On January 26, 2015 at 11:51 pm, Oregon Hobo said:
There is a subtle underlying assumption that is oft overlooked in this discussion of registries cobbled from NICS and/or 4473s. Are the bad guys looking for guns, or for people? If guns, then it is true that NICS records would be of little use. If people however, it would likely be quite useful. Those making multiple recent commercial purchases likely have a high correlation with politically unfavorable gun owners.
While some gun owners wouldn’t show up, that would mean they have no recent activity in the commercial firearms market. Thus, these are (probably) not the droids you are looking for. While it wouldn’t identify those who are highly disciplined about keeping their heads down and finding what they need via private party, it would certainly provide the targeting info needed to seriously thin the crowd.
Also keep in mind that anyone using NICS as a source of intel on US citizens is unlikely to be relying on NICS alone. NICS offers a handy means of prioritizing individuals for further scrutiny from other sources based on # of hits.

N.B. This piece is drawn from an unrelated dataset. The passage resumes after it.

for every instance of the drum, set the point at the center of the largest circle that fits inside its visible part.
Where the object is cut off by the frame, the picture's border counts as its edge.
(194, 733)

At least that’s how I’d approach it if I was a minion of evil.
Cheers,
#OREGON HOBO#
On January 27, 2015 at 12:19 am, Herschel Smith said:
Those are all good points and I don’t like the system any more than you do. They could misuse the current system, it’s true, but I could still have 1500 guns bought legally and the federal government wouldn’t necessarily know about it through NICS. They need something other than the current system, whether that’s a synthesis of other systems or a reconstituted NICS after universal background check. That’s my sole point.

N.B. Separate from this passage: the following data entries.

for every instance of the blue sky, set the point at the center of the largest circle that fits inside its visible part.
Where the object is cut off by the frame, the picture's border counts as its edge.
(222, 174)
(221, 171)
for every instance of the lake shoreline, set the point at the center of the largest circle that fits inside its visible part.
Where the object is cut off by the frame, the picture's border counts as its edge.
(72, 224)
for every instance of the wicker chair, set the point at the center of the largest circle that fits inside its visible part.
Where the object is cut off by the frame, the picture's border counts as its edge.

On January 27, 2015 at 10:31 am, Ned Weatherby said:
Ever since Social Security Numbers were tied to all licensing – including hunting licenses –
see 42 U.S.C. § 666 (13)(A) – the powers that be have a list of the people who applied for hunting licenses. I’m already on a CCW list. If they’re coming to get you, they know it is likely if one has a gun.
I once worked on a case where IRS agents knew about all purchased guns a client possessed. That was back when ATF was under treasury. To be fair, it was, in this case, likely that the feds had previously performed an unlawful search of the house, and if the guns weren’t secured in a safe, could have read the serial numbers. I mentioned this anecdote to Gottlieb while he was defending himself in comments, and he had no comment.

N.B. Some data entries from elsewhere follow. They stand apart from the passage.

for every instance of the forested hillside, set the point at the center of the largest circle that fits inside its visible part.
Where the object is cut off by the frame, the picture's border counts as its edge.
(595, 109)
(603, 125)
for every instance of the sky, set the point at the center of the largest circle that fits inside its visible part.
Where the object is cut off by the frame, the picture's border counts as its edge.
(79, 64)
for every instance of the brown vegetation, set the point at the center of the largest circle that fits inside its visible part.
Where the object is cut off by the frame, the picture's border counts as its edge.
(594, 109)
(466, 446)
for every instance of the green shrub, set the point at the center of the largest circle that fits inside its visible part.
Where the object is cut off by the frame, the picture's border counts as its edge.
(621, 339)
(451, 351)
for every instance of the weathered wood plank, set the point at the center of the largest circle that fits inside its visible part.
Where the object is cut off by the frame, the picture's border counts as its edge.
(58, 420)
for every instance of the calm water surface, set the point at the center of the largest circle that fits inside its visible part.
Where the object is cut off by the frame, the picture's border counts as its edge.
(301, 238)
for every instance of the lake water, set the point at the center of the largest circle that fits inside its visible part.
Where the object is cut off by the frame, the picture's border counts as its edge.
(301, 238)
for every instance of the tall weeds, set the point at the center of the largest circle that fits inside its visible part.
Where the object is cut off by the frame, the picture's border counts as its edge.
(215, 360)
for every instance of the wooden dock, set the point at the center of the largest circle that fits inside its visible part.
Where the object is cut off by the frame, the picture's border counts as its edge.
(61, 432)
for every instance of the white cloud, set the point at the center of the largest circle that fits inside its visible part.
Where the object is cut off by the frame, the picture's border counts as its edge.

It’s incomprehensible to me that one supposedly “on our side” would flame those who choose liberty, and who make the panty-wetters also suffer from anal leakage by carrying long guns.
These folks are gonna crap anytime they see a gun, or even a bulge they suspect is a gun on a concealed carrier. We are now supposed to let them have their way?
There was a doctor who was arrested at Phoenix Sky Harbor airport for carrying an AR15. The newspapers all reported BS – a gun blog interviewed him, and he explained that the police had to approach a woman an their daughter, tell them what was happening, and ask them if they were intimidated. they replied in the affirmative, and the doctor was arrested. No newspaper carried the story. But what, exactly, were they intimidated by? The fact that they were approached by armed police and asked if they were willing to file a complaint? I find that the likely scenario.
I used to work in Sedona. Lots of open carry there, and lots of visiting Californians, who would often go apoplectic upon seeing an open carrier. I was told, but cannot confirm – after answering calls daily and wasting resources – that finally the chief had police dispatchers explain that open carry was legal, and ask if there was another problem before having officers respond. Even some of the “Pink Jeep” tour guides carried openly.
We shouldn’t suffer quislings in our ranks. There are way to many already. Remember divide and conquer? Remember the fudds who opine “you don’t need 30 round for deer hunting”? Or “They’re not after my $6000 trap shotgun”?
Fudds, anti’s and members of our ranks who say “I support the Second Amendment, ‘but’….” don’t support the 2nd. The “but” disqualifies the first statement, by adding qualifiers. Don’t these people know what “shall not be infringed” means? It’s way past time to write off the “but” people.